BromleyNews

New bridge for Crystal Palace Park’s dinosaurs

A new addition may be on the way to help keep Crystal Palace Park’s dinosaurs roaring, writes Lachlan Leeming.

The island where these relics prowl is to get a new £70,000 bridge, under plans being considered by Bromley’s planning committee – only two years after the last one was demolished.

The 30 statues, pictured, are better known as the inaccurate depictions from an age which was only just discovering about the prehistoric big lizards.

But they have been Grade-I listed, and a report to be considered by councillors notes that they are one of Crystal Palace Park’s most important features.

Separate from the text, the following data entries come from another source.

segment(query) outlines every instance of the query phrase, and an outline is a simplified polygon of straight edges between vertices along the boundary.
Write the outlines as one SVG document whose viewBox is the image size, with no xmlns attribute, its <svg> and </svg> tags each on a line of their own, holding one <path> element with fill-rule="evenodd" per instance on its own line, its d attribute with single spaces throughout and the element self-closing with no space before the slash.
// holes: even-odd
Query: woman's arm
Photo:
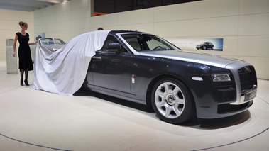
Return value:
<svg viewBox="0 0 269 151">
<path fill-rule="evenodd" d="M 14 39 L 14 43 L 13 44 L 13 57 L 15 57 L 15 52 L 16 52 L 16 44 L 17 43 L 17 40 L 18 40 L 18 35 L 17 34 L 15 35 L 15 39 Z"/>
<path fill-rule="evenodd" d="M 38 42 L 37 41 L 35 41 L 35 42 L 33 42 L 33 43 L 28 43 L 29 44 L 29 45 L 35 45 L 35 43 L 37 43 Z"/>
</svg>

But their condition continues to deteriorate despite interventions from specialist conservators and engineers in recent years, according to town hall officials.

The plans “will allow a high quality permanent but retractable bridge to the dinosaurs to allow limited access for maintenance, repair and limited managed
public tours”, according to the report.

The new bridge will allow easier access for around 1,200 people per year, as well as making routine maintenance easier and cheaper, in turn helping to conserve
the dinosaurs.

Historic England has given the move its tick of approval, stating: “We appreciate that such access is necessary to secure the long-term future of these highly significant and fragile historic assets for maintenance, repair, planting and limited public access.”

Crystal Palace’s historic dinosaurs were commissioned in 1852 to go beside the Crystal Palace after its move from the Great Exhibition in Hyde Park.

They were the first attempt anywhere in the world to model extinct animals as full-scale, three-dimensional creatures from fossil remains.

They were unveiled in 1854 as the first dinosaur sculptures in the world, as part of a commercial attraction. The models were designed and sculpted by Benjamin Waterhouse Hawkins under the scientific direction of Sir Richard Owen – and represented the latest scientific knowledge at the time.

The models, also known as Dinosaur Court, were classed as Grade-II listed buildings from 1973, extensively restored in 2002, and upgraded to Grade-I in 2007.
They depict 15 species of extinct animals, not all dinosaurs, from across geological history.

There are true dinosaurs – ichthyosaurs and plesiosaurs, mainly from the Mesozoic era – and some mammals from the more recent Cenozoic era.

They were the result of improperly reconstructed fossils which reflected the biases and failings of the people who made them.

The Iguanodon especially has been superceded by more accurate recent palaeontology.

There are also five geological displays, and related landscaping in the vicinity of the tidal lake in Crystal Palace Park.

Only four are strictly dinosaurs – the two Iguanodon, the Hylaeosaurus and the Megalosaurus.

The statues also include plesiosaurs and icthyosaurs discovered by Mary Anning in Lyme Regis, as well as pterodactyls, crocodilians, amphibians and mammals, such as a South American Megatherium (giant ground sloth) brought back to Britain by Charles Darwin on his voyage on HMS Beagle, from 1831-36 – even though his On the Origin of Species book would not be published until 1859.

This section of the park was constructed in 1853-1855 and has remained largely in the places they are today.

The planning sub-committee will meet on November 21.